La música seguía sonando a nuestro alrededor, pero no importaba. Había algo en ese beso que lo había cambiado todo. Algo que me decía que, aunque este juego hubiera comenzado con reglas claras, ahora estábamos en un territorio completamente desconocido.
Y por primera vez en mucho tiempo, no tenía miedo.
La música cambió. Un acorde suave y melancólico inundó el salón, marcando un cambio en la atmósfera. Las notas eran como un susurro entre las sombras, envolviéndonos en algo íntimo, como si la misma noche conspirara a nuestro favor.
Él se levantó lentamente, ajustando el cuello de su chaqueta con un gesto casual, pero sus ojos se clavaron en los míos con una intensidad que me dejó sin aliento.
—Baila conmigo, Aria. —No era una pregunta, era una declaración. Una invitación a algo más profundo, más peligroso.
Quise decir algo ingenioso, algo que demostrara que aún tenía el control, pero las palabras se me quedaron atoradas en la garganta. En cambio, asentí, dejando que mi mano descansara en la suya. Su tacto era cálido, firme, y cuando nuestros dedos se entrelazaron, sentí un cosquilleo que me recorrió hasta la columna.
Me guio al centro del salón, donde el eco de nuestros pasos se desvaneció en la penumbra. Su mano se posó con delicadeza en mi cintura, mientras la otra mantenía la mía prisionera en un agarre que era a la vez gentil y posesivo.
—¿Siempre invitas a bailar a las mujeres después de cenar? —logré preguntar, intentando restar importancia al momento, aunque mi corazón latía con fuerza.
Él sonrió, esa sonrisa suya que parecía desarmarme cada vez más.
—Solo a las que me interesan.
La respuesta me descolocó. No esperaba esa franqueza, y menos con la suavidad con la que lo dijo. Mi cuerpo se movió al compás de la música, pero mi mente estaba en caos.
Los segundos se hicieron minutos, y las notas de la melodía parecían alargarse como un susurro interminable. La cercanía entre nosotros era sofocante. Podía sentir el calor de su cuerpo, el roce de su aliento cada vez que hablaba.
—¿Qué estás pensando? —preguntó en voz baja, como si tuviera miedo de romper el hechizo del momento.
—Que tal vez deberíamos dejar esto aquí, antes de que se complique más. —Mi voz sonó más temblorosa de lo que quería, pero no podía evitarlo.
—¿Y por qué querrías detenerlo? —Su mirada bajó a mis labios, y mi respiración se quedó atrapada en mi garganta.
No tuve tiempo de responder. La distancia entre nosotros desapareció cuando sus labios encontraron los míos. Fue un beso lento, como si quisiera saborearlo, descubrir cada rincón de mi alma en ese momento.
Al principio, me quedé inmóvil, sorprendida por la intensidad de lo que estaba sucediendo. Pero pronto, el calor se apoderó de mí. Mis dedos se aferraron a su hombro, mientras mi otra mano subía para enredarse en su cabello.
Sentí todo: la suavidad de sus labios, el contraste entre su firmeza y su delicadeza, la manera en que su respiración se mezclaba con la mía.
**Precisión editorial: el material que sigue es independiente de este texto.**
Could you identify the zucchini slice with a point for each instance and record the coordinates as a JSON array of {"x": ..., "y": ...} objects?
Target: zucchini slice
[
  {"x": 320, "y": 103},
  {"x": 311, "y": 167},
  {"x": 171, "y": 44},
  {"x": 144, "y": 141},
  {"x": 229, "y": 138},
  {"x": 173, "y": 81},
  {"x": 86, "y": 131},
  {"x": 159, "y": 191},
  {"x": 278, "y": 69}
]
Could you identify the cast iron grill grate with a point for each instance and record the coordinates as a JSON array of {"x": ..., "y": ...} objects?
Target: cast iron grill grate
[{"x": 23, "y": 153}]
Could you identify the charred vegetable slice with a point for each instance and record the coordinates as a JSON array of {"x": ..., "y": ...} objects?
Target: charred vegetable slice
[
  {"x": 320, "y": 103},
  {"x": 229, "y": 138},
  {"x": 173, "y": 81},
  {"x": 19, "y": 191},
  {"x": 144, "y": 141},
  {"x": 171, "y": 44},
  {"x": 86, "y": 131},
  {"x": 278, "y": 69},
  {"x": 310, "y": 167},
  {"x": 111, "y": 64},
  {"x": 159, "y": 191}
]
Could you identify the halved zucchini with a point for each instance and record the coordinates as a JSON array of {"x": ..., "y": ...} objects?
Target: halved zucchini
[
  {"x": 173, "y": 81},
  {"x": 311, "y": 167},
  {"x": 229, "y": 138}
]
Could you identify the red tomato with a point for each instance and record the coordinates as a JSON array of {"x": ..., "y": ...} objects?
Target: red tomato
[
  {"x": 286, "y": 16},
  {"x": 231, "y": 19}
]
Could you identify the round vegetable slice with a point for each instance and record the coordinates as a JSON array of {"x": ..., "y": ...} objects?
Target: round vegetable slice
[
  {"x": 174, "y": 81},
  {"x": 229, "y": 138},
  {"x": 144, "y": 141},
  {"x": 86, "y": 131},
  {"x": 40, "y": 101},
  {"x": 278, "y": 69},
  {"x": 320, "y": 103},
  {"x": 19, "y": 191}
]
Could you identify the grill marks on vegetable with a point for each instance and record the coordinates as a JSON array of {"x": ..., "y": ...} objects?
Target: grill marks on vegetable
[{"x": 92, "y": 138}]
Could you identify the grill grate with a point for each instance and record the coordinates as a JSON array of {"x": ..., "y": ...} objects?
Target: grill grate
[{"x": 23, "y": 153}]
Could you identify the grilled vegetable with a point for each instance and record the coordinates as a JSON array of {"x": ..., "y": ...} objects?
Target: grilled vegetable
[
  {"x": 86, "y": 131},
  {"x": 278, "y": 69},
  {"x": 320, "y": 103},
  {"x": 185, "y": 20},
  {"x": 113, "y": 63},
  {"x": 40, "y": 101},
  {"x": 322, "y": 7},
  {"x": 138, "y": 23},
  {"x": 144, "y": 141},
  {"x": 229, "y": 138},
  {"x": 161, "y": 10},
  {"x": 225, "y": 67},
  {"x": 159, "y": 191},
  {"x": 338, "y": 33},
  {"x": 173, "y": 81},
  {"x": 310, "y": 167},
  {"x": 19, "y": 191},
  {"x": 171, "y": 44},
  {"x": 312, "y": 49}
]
Era como si el tiempo se hubiera detenido, como si el mundo entero se hubiera reducido a este instante.
Cuando nos separamos, nuestros rostros seguían tan cerca que podía sentir el roce de su nariz contra la mía. Abrí los ojos lentamente y lo encontré, observándome, como si estuviera buscando algo en mi mirada, algo que quizás él mismo temía encontrar.
—¿Estás bien? —preguntó en un susurro, su voz ahora más suave, más vulnerable.
Tragué saliva, intentando encontrar las palabras adecuadas.
—No lo sé. Nunca me habían besado así.
Él sonrió, pero esta vez no era su sonrisa habitual, calculadora y segura. Había algo diferente, algo más real.
—Entonces me alegra ser el primero.
Mi corazón latía desbocado, y por un momento, me permití olvidar todo. Las dudas, el peligro, las razones por las que esto no debía suceder... Todo desapareció en la calidez de su mirada.
La música seguía sonando, pero ya no importaba. Lo único que existía éramos nosotros, atrapados en un baile que ya no necesitaba música para continuar.